Sematic (warning) mimicry- this is an imitation in shape and color of a species avoided by predators due to the presence of special means of defense or an unpleasant taste. It is found in larvae, nymphs, adults and possibly even pupae.

Harmless diurnal insects often achieve external resemblance to stinging or inedible species thanks to the movements of their bicolored legs. Bees and wasps serve as favorite role models. Their appearance and behavior are copied by many types of flies. Some of the imitators not only use the wasp coloration, but when caught, they pretend that they are going to sting and buzz almost the same way as the “originals”. Many species of moths from several families also resemble bees and wasps - in flight or at rest.

Danaid butterflies and many species of swallowtails, found in many regions of Southeast Asia and Australia, have an unpleasant taste for birds and other predators. Their appearance is, as far as possible, copied by completely edible species of swallowtails and butterflies of other families. Moreover, sometimes sailboats and Danaids, protected from enemies, copy each other’s appearance no less skillfully than their defenseless imitators do. A similar situation is observed in the tropics of America and Africa. One of the classic examples of mimicry is the African butterfly Hypolimmas misippus, which, depending on the geographical area, imitates different species of Danaids and, thus, itself is represented by externally different forms.

The caterpillars of one of the South American species of hawkmoths look extremely unremarkable in a calm state, however, if they are disturbed, they rear up and arch their body, inflating its front end. The result is a complete illusion of a snake's head. For greater authenticity, the caterpillars slowly sway from side to side.

In North America, the most striking example of mimicry is the imitation of the butterfly Limenitis archippus (its English name is viceroy, viceroy) of another butterfly, Danaus plexippus (this large, beautiful butterfly is called the monarch). They are very similar in color, although the imitation is somewhat smaller than the original and has an “extra” black arc on the hind wings. This mimicry is limited to adults (adults), and the caterpillars of the two species are completely different. The “original” has caterpillars with a bright black-yellow-green pattern, which is boldly displayed to birds and other predators. The larvae of the imitator species, on the contrary, are inconspicuous, speckled, and look like bird droppings. Thus, the adult stage here serves as an example of mimicry in the narrow sense of the word, and the caterpillar shows protective coloration.

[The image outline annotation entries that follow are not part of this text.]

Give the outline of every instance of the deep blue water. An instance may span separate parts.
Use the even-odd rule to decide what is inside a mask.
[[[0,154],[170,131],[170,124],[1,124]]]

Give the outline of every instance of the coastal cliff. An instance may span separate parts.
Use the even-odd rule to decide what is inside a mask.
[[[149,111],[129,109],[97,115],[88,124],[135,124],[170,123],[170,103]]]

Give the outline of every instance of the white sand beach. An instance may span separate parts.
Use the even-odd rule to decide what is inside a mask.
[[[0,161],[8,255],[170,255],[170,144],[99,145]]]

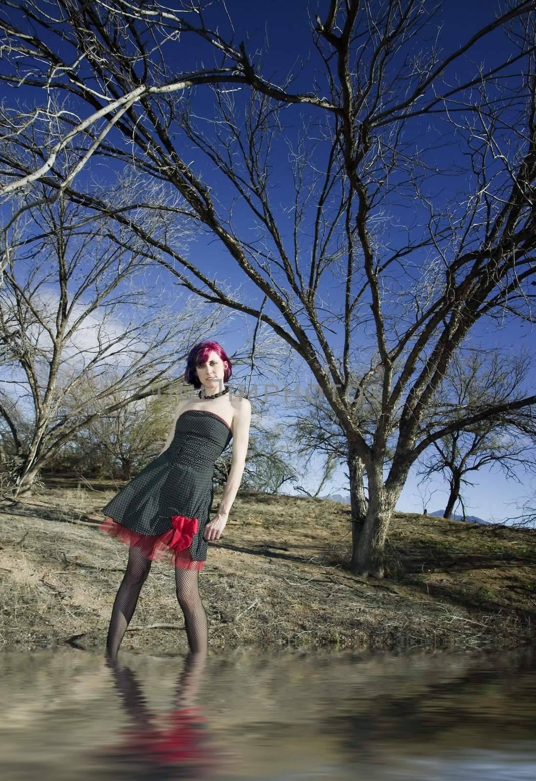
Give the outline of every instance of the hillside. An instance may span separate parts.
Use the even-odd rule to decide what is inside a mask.
[[[51,480],[0,505],[2,647],[68,643],[104,652],[127,549],[95,524],[116,490]],[[211,649],[534,640],[536,530],[397,513],[387,576],[376,580],[348,569],[349,512],[327,500],[239,495],[200,576]],[[182,626],[173,571],[153,564],[122,648],[185,652]]]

Spiders are the worst enemies of insects. Some ants and other insects at certain stages of their development resemble spiders in appearance and habits. However, the spider Synemosina antidae is so similar to an ant that only by looking closely can one recognize the mimicry.

An important indicator that influences the effectiveness of mimicry is the ratio of the numbers of the copied and copying species. An inedible form copied by another species must obviously be so abundant that natural enemies very quickly (after the first one or two attempts to feast on individuals of the corresponding appearance) learn to avoid it. If there are more imitators than originals, such training will naturally be delayed, and both the original and the copy will have to suffer from this. As a rule, the number of copied individuals is many times higher than that of copying individuals, although there may be rare exceptions, for example, when development conditions for the former are unfavorable, while for the latter they are close to ideal.

Epigamic mimicry, or coloration, can be observed in sexually dimorphic species. An inedible animal is imitated by either males or females. In this case, females sometimes imitate several differently colored species that are found either in a given area in different seasons, or in different parts of the range of the imitating species. Darwin considered this type of mimicry to be the result of sexual selection, in which the defenseless form becomes more and more similar to the protected one as less perfect imitators are destroyed by natural enemies. Those who manage to more accurately copy someone else's appearance survive due to this similarity and give birth to offspring.